Mar 8, 2010

What’s The Right Amount of Regular Exercise for My Dog?

Posted by Bob under from the vet, Pain in Pets

The following blog post is from Sandy Gregory, an exercise physiologist at Scout’s House, a provider of products for disabled and special needs pets. Sandy graciously offered her time to write a special blog post for us.

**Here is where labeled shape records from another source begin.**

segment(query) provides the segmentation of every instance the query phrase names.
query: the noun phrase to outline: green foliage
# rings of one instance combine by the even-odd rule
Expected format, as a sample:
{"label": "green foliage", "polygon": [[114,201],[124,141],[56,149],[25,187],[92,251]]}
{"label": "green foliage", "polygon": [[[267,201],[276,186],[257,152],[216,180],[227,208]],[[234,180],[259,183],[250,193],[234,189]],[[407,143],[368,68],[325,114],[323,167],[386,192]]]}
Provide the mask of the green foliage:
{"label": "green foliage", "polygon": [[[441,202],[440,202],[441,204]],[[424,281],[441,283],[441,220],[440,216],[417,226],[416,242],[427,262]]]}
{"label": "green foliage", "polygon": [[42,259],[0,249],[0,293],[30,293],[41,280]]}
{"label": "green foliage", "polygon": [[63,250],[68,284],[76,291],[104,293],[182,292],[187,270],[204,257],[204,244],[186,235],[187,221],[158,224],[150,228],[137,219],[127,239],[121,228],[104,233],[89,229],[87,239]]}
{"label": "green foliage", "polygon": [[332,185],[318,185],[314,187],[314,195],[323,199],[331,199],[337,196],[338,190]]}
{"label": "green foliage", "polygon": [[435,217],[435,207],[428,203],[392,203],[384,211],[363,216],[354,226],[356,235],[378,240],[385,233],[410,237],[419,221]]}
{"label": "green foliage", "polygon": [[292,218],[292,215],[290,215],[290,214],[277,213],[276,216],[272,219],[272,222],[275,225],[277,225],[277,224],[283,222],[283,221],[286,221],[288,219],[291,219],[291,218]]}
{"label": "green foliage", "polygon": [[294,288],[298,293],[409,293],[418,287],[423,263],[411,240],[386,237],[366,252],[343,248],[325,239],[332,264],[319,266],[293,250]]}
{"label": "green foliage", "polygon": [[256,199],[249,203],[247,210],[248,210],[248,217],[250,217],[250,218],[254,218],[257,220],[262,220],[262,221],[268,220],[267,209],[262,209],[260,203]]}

Photos courtesy of Scout’s House

What’s The Right Amount of Regular Exercise for My Dog?
by Sandy Gregory, M Ed, RVT, CCRA
Exercise Physiologist at Scout’s House

Whether you and your dog are training for something competitive or  are just having fun, there are several factors to consider before starting a new exercise program:

1)  Get Your Vet’s Ok—Talk to your veterinarian to make sure your dog is healthy enough to exercise. 
2)  Start Easy—Don’t go full force into a workout program.  Consider the activity level and age of your dog first.  If he’s a puppy, he shouldn’t get more than 15 minutes of exercise at a time, 3 times a day.  And never exercise a puppy on hard surfaces as that can damage growing bones and joints.  Likewise, if your dog is older or doesn’t move easily, if he’s overweight, or if he has a short nose or short legs, he won’t have much endurance to start. 
3)  Slow and Steady—For the first 5 minutes, go at a slow pace to increase the temperature of the muscles being used and to help reduce the risk of strains and tears.  Gradually add a few minutes at a faster pace.  You might want to start with 5 minutes at a slow pace, then add 3 minutes walking quickly, followed by 5 more minutes of cool down at your original, slower pace.  Do this workout 3-5 days the first week. 
4)  Pump It Up—If your pet is doing well with this initial workout, start the next week with a 5-minute warm-up, 6 minutes of brisk walking, then another 5 minutes of easy walking.  By increasing your dog’s brisk walking time each week, you’re helping her to build endurance and strengthen her heart muscle.  A young or healthy dog can build up to 50 minutes of brisk walking quickly, but some dogs may never go beyond 5 minutes of brisk walking.  Always keep your dog’s health, age, previous activity level, breed characteristics, and weight in mind. 
5)  Rest and Recover—Make sure to give your dog some days of rest during the week.  Dogs, just like people, can be overworked and fatigued by exercising every day but not show it. 
6)  Mix It Up—To make an exercise routine more physically challenging, consider walking your dog up and down hills.  Going uphill strengthens hips and rear legs since that’s where the focus of the weight is, and going downhill builds up front limbs, including the shoulders.  You might also try walking on the beach or in tall grass, which increases the resistance and requires your pet to pick up his legs more.  

Remember, the key to a successful workout program is to slowly increase the intensity and duration so that your dog—and you—can enjoy all the health benefits of regular exercise without soreness and injury.